No matter how many accusations Democrats throw at him, former President Donald Trump vows to keep campaigning for the 2024 presidential election.
“I would never drop out. It’s not my thing. I wouldn’t do it,” Trump declared on Tuesday during his first post-indictment interview. He spoke from his home at Mar-A-Lago, Florida, with Fox News’ Tucker Carlson for over an hour.
Trump also revealed some behind-the-scenes details of his court appearance a week ago in New York.
Trump said court employees grew emotional as they put a former president through the machinations of criminal booking procedures for the first time in U.S. history.
“They signed me in, and I'll tell you: People were crying, people that work there, professional workers that have no problems putting in murderers,” Trump said.
He pleaded not guilty to 34 criminal charges in a Manhattan courtroom. Trump is accused of falsifying business records in violation of state law and in furtherance of an unspecified underlying crime.
In his interview with Carlson, the Republican former president also said that the Democrat-led prosecution is a “weaponization of our justice system.”
Trump said it’s the latest example in a seven-year string of bogus investigations targeting him, all intended to sabotage his political endeavors.
Trump described the Manhattan court’s criminal charges booking area as “a tough, tough place,” but said the court employees were apologetic for having to “do certain things.”
He called the court workers “phenomenal” and said that, even though his arraignment represented a sad day for him and for America, “in one sense, it was beautiful,” because of how the employees treated him.
But, Trump said, in another sense, it was “nasty.” Wryly, Trump remarked that nothing in his past experience prepared him for that procedure.
“I went to the Wharton School of Finance ... We didn’t have a class on an arraignment,” he said.
Those court employees and the American people can see through the “hoaxes” that are still being perpetrated against him, Trump said.
During the first two years of his presidency, 2017-2019, Trump was investigated on false allegations that he conspired with Russians to sway the 2016 election in his favor.
‘Disinformation’
Trump said Democrats are “the party of disinformation.” He was responding to some Democrats asserting that if Trump is again selected as the Republican presidential nominee, President Joe Biden or another Democrat could beat him in the 2024 election.“So what they say is, ‘We want to run against Trump,’” when they actually would prefer not to face him as a presidential contender, Trump said. People need to know that Democrats often say the “opposite” of what they really want, he said.
Support for Trump has seemed to increase since the FBI conducted an unprecedented raid on his Mar-A-Lago residence in August and climbed further after his indictment, Carlson acknowledged.

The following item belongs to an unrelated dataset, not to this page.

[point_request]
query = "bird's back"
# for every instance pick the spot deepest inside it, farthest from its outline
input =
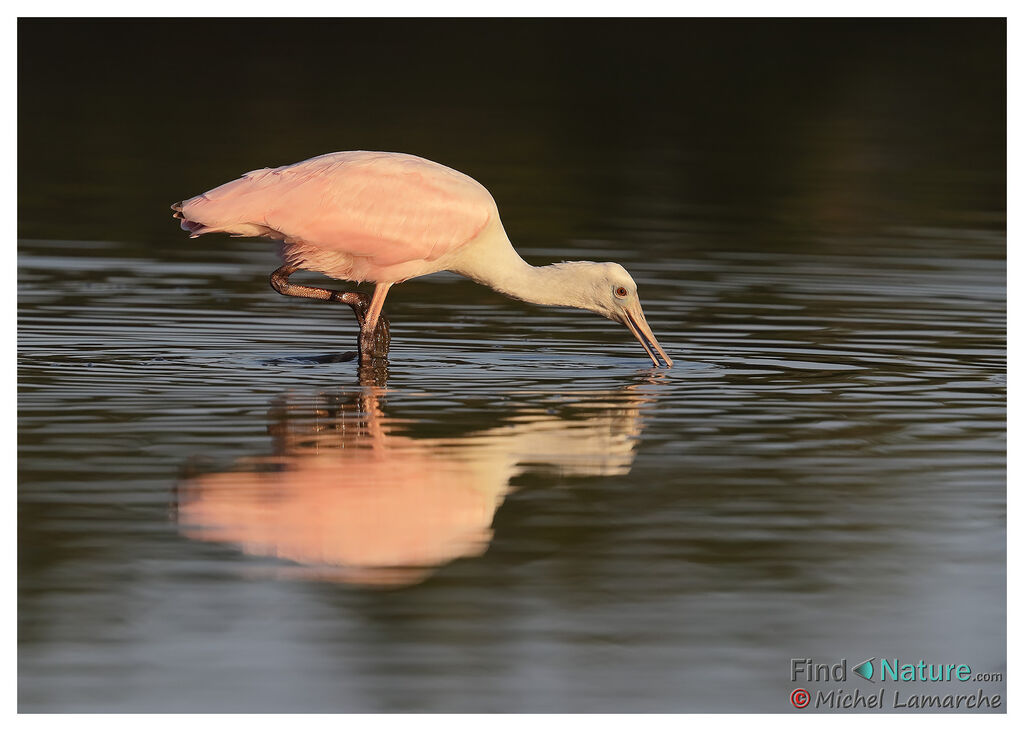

And, at his recent speeches and the March 25 rally in Waco, Texas, held under a cloud of the looming indictment, support for him hasn’t waned, he said.
“The enthusiasm is more now than I’ve ever seen,” Trump said.
Trump said he gave Carlson an opinion poll showing that he is outpacing Biden by 9 percentage points.
Asked to comment on whether Biden will actually run for re-election, Trump, who is often criticized for speaking too boldly, said it would be “almost inappropriate” to say what he really thinks.
But Trump did say that, based on Biden’s communication difficulties during televised speeches, “I don’t see how it’s possible” for Biden to pursue the presidency.
“It’s not an age thing,” said Trump, who, at 76, is close to Biden’s age, 80.
“I just don’t see Biden doing it from a physical or a mental state,” Trump said. “But it’s been a crazy period of time in the world of politics.”